The cycle of rinsing (three times) and washing was repeated three times (30 min. incubation time). minor modification was made in time of 25% isopropanol washing in 30 - 50 ml on a shaker for 30 min instead of 10 min (90 min. incubation time). This procedure ensures the removal of all SDS, which, if present, would cause the precipitation of the Stains-all dye. Isopropanol was then replaced by 30 ml of Stains-all solution (30 mM Tris, 7.5% (v/v) formamide, 25% (v/v) isopropanol, adjusted to pH 8.8 with HCl, followed by addition of 0.025% (w/v) Stains- all). Due to the photosensitivity of Stains-all, gels were incubated in light-tight containers on an orbital shaker at room temperature for 2h.

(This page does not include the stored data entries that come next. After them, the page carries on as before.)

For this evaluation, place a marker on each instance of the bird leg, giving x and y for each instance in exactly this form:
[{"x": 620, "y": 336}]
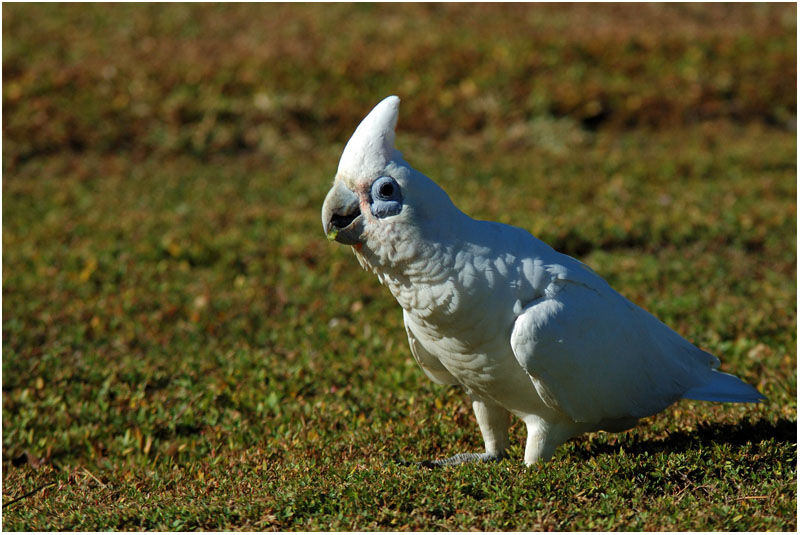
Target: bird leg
[{"x": 493, "y": 421}]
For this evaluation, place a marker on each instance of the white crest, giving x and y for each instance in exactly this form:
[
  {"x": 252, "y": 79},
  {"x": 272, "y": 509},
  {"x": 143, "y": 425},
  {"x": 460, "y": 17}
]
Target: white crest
[{"x": 371, "y": 146}]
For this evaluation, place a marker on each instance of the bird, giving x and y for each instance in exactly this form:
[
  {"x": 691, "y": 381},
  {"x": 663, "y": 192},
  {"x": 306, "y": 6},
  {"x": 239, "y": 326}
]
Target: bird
[{"x": 527, "y": 331}]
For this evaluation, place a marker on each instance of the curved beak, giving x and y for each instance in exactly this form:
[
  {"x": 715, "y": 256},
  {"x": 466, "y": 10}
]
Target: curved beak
[{"x": 341, "y": 215}]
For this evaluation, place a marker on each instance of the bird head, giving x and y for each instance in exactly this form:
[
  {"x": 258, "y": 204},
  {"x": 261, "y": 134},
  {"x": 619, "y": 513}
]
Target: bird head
[{"x": 379, "y": 204}]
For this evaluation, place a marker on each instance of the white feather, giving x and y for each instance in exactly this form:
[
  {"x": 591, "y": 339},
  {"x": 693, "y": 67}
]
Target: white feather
[{"x": 524, "y": 329}]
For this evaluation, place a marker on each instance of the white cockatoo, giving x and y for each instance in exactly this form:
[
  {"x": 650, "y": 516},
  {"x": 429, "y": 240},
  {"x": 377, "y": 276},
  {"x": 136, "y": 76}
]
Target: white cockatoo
[{"x": 525, "y": 330}]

Data Collection and Analysis: Data were analyzed to obtain Jaccard’s coefficients among the genotypes by using NTSYS-pc (version 2.11W; Exeter Biological Software) 13. The SIMQUAL program was used to calculate the Jaccard’s coefficient, a common estimator of genetic identity and was calculated as follows: Jaccard’s coefficient = NAB / (NAB + NA+ NB). Similarity matrices were utilized to construct the UPGMA (Unweighted pair- group method with arithmetic average) dendrograms 14.
SDS-PAGE Total Protein for Proteomic Diversity: The SDS-PAGE profile can very lucidly measure the genetic diversity in M. uniflorum cultivars. It has been shown in Fig. 2, there is high variation in protein pattern in the gel. It was observed in the SDS-PAGE gel that one band (~44KDa) is present (low elevation: 1556 m) in lane six and one of the gel But absent in other lanes (high elevation: more than 2000 m). The result reveal that when we move from lower to high elevation this protein starts degenerating and This could be inferred as a heat tolerant protein but needs more explorations. The present investigation would lead to protein sequencing to decipher the various proteins.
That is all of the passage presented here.